CM : 41 (END)

690 33 3
                                    

Keputusan telah diambil, Azka menyetujui untuk melakukan operasi pada putrinya, peluru itu harus diambil agar bumi bisa pergi dengan tenang. Dan disinilah mereka, menunggu didepan ruang operasi. Waktu sudah menunjukkan pukul 02.07 malam tapi mereka tidak merasakan kantuk sama sekali. Leona terus berdoa agar Tuhan memberikan keajaiban pada keluarga mereka, ia berharap agar Tuhan tidak mengambil putrinya. Leona adalah orang yang tidak mempercayai adanya keajaiban, jika keajaiban itu ada maka tolong selamatkan putrinya.

"Aku sudah mengabari kak dipta untuk.. menyiapkan acara pemakaman bumi besok pagi.. " lirih Azka. Rasanya masih tak rela untuk membiarkan putrinya pergi. Azka terlalu banyak menyia-nyiakan waktu mereka selama belasan tahun dan kini bumi akan kembali ke pelukan Tuhan.

"Sejujurnya, aku masih belum bisa mengikhlaskan putriku untuk kembali pulang ke pelukan Tuhan. Aku terlalu banyak menyia-nyiakan waktu selama belasan tahun. Aku ayah yang bodoh" ujar Azka lagi. Leona dan bulan menatap ke arah Azka.

"K-kau ayah yang hebat meski hanya sebentar, jangan berbicara seperti itu atau bumi akan marah" sahut Leona sembari tersenyum, ia tersenyum meski air matanya masih menetes. Azka juga ikut meneteskan air matanya, menyia-nyiakan waktu bersama bumi selama belasan tahun adalah hal yang paling bodoh yang pernah ia lakukan.

"Ayah, ibu. Bulan ingin meminta maaf atas nama kak adara sebab mau bagaimana pun bulan ini adik kandung kak adara. Kesalahan kak adara terlalu berat untuk dimaafkan.. " ujar bulan. Azka dan Leona menatap bulan lalu memeluk gadis itu secara bersamaan.

"Kenapa kau yang meminta maaf, hm? Sudahlah, kita lalui hal ini bersama sama.. " jawab Leona, bulan mengangguk.

Tak lama, lampu di ruang operasi itu berubah warna yang artinya operasi telah selesai. Pintu ruang operasi itu terbuka, beberapa suster mendorong brangkar yang dimana ada bumi diatasnya. Tubuh bumi sudah ditutupi sebuah kain putih, kain itu menutupi seluruh tubuhnya. Namun ketika beberapa suster itu mendorong brangkar bumi saat melewati Azka, Leona dan bulan kain itu tertiup angin hingga terbuka di bagian kepala dan menampilkan wajah bumi yang pucat. Leona kembali histeris, rasanya untuk berdiri pun ia tak sanggup namun untungnya Azka membantu menyangga tubuhnya. Bulan juga ikut memeluk kedua orang tua angkatnya itu untuk menenangkan mereka walau ia juga menangis.

"BUMI!!! "

***

"BUMI!!! "

Leona terbangun dari tidur panjangnya, tanpa ia sadari hal ini membuat orang orang yang ada didalam ruangannya menatap dirinya dengan tatapan yang sulit diartikan. Leona memperhatikan segalanya, tempat ini asing sekali. Ketika Leona melirik kearah tangan kanannya, ada jarum infus yang menusuk tangannya. Leona menatap Azka yang menghampirinya dengan tatapan khawatir.

"Akhirnya kau sadar dari koma mu, sayang" ujar Azka. Hal itu semakin membuatnya bingung, Leona rasa ia sedang menangisi bumi.

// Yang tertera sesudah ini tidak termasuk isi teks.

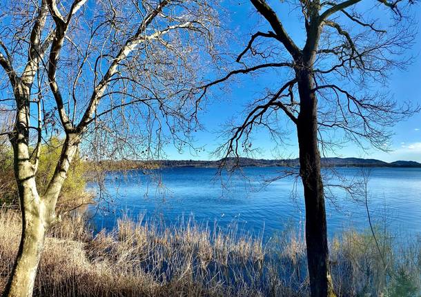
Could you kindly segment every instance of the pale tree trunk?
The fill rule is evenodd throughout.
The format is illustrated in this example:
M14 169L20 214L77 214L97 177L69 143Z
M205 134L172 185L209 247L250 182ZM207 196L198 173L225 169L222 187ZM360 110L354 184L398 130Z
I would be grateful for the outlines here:
M22 234L14 266L3 293L8 297L32 295L46 232L56 220L57 200L79 141L78 135L66 136L52 181L45 195L41 197L35 183L37 168L30 161L28 142L29 98L21 94L22 92L28 94L29 90L21 86L17 90L19 93L17 95L18 111L10 141L22 213Z
M300 74L297 121L300 173L306 205L306 243L312 297L335 296L329 267L327 225L320 152L317 145L317 101L309 72Z

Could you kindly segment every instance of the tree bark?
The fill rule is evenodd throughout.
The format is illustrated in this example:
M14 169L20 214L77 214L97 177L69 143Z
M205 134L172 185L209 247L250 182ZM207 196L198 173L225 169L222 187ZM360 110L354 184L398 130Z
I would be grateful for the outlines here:
M41 254L48 227L46 207L35 187L34 177L19 183L22 212L21 243L9 283L7 296L31 296Z
M78 134L68 134L60 159L47 192L41 197L37 190L37 166L29 153L30 88L19 83L15 90L17 111L13 132L14 169L22 214L22 234L14 265L3 292L4 296L31 296L37 270L48 227L56 220L55 206L72 160L77 151Z
M300 173L306 205L306 241L312 297L334 296L331 277L320 153L317 145L317 102L311 72L299 74L300 110L297 125Z

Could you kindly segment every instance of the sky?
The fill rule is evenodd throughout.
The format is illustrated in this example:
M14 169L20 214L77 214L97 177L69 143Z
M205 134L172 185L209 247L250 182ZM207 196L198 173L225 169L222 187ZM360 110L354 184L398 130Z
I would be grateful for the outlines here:
M302 44L304 36L302 28L297 23L294 17L294 11L290 10L287 5L281 1L269 1L274 5L281 21L286 30L295 42ZM362 6L368 6L371 0L363 0ZM259 19L248 0L228 1L225 2L226 7L229 9L228 27L236 34L236 37L244 44L248 42L251 34L255 32L256 23ZM415 15L421 15L421 6L413 8ZM418 18L417 17L417 21ZM262 30L268 30L269 27L260 21L258 27ZM418 32L421 32L421 24L415 23ZM239 45L234 48L233 51L238 52L242 50ZM393 97L400 102L410 101L414 105L421 105L421 34L418 34L415 44L412 48L406 52L408 56L415 57L414 62L406 70L396 70L390 77L390 89L389 91ZM216 92L216 98L212 99L206 105L206 112L201 114L199 121L206 129L198 131L195 135L196 147L202 147L204 150L200 152L192 152L187 150L180 152L172 147L166 149L167 158L169 159L195 159L206 160L217 158L212 152L222 144L226 138L221 137L222 125L231 119L240 119L241 112L244 110L245 105L253 98L256 94L262 91L265 85L271 84L277 79L271 74L260 75L254 79L246 76L239 76L235 83L228 93ZM238 118L239 117L239 118ZM390 152L384 152L375 149L364 150L355 144L349 143L334 153L329 152L328 156L360 157L377 158L391 162L398 160L415 161L421 162L421 113L415 114L410 119L398 123L392 127L393 136L391 139ZM255 157L262 158L296 158L298 156L298 148L296 141L295 130L292 126L286 126L286 130L289 133L285 136L285 145L277 150L270 139L267 133L257 131L253 138L253 145L259 147L259 153Z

"Koma? Apa maksudmu? " tanya Leona. Azka menatap manik Leona

"Kau koma selama tiga tahun karna kecelakaan akibat tabrakan, kami sudah menantikan kau sadar" ujar Azka. Leona terkejut, jadi selama ini ia koma? Jadi yang Leona alami selama ini apa?

Ucapan Azka itu ada benarnya, Leona koma selama tiga tahun karna kecelakaan akibat tabrakan yang Leona alami. Artinya, yang Leona alami itu hanya mimpi kecuali sebagian. Adara yang datang ke rumah mereka ketika malam hari, bumi yang tertembak dan dinyatakan tiada itu hanya mimpi Leona semasa koma. Bahkan orang tua Leona yang tiada itu juga bagian dari mimpinya. Mimpi itu terasa nyata.

Cklek

"Buna sudah bangun!? "

Leona menatap kearah seseorang yang baru masuk dan saat itulah air matanya mulai terbendung dan menetes ketika melihat orang itu. Itu bumi, putrinya yang masuk bersama bulan. Bumi masih terlihat sama tanpa ada bekas tembakan.

"B-bumi... Ini bumi k-kan? " ujar Leona pada Azka. Azka mengangguk dan menyuruh bumi untuk mendekati mereka sedangkan bulan tengah mengupas buah mangga. Ketika bumi berada didekatnya, Leona segera menangkup kedua pipi bumi. Setelah itu Leona segera memeluk bumi dengan erat dan menangis dibahu putrinya.

"K-kau masih hidup.. Hiks..syukurlah" ujar Leona. Bumi melepaskan pelukan mereka dan menatap sang ibunda dengan tatapan bingung.

"Bumi masih hidup kok buna" ujar bumi. Bulan yang mengerti pun tersenyum.

"Mungkin ada hal yang buna alami mengenai dirimu ketika ia koma" sahut bulan. Kini bumi mengerti dan tersenyum

"Buna jangan khawatir, sekarang kita udah ngumpul bareng kok"

Bumi merangkul ayah dan buna nya, bulan yang melihat itupun tak ingin ketinggalan. Ia meninggalkan pekerjaannya yaitu mengupas buah mangga. Mereka berpelukan dengan sangat erat menumpahkan rasa rindu mereka. Leona senang jika semua yang ia alami itu hanya mimpi dan artinya Leona tidak akan kehilangan putrinya.

'Terima kasih tuhan'

END

Yeay akhirnya end juga. End nya nyambung nggak sih? Kalau nggak nyambung el minta maaf aja hehe.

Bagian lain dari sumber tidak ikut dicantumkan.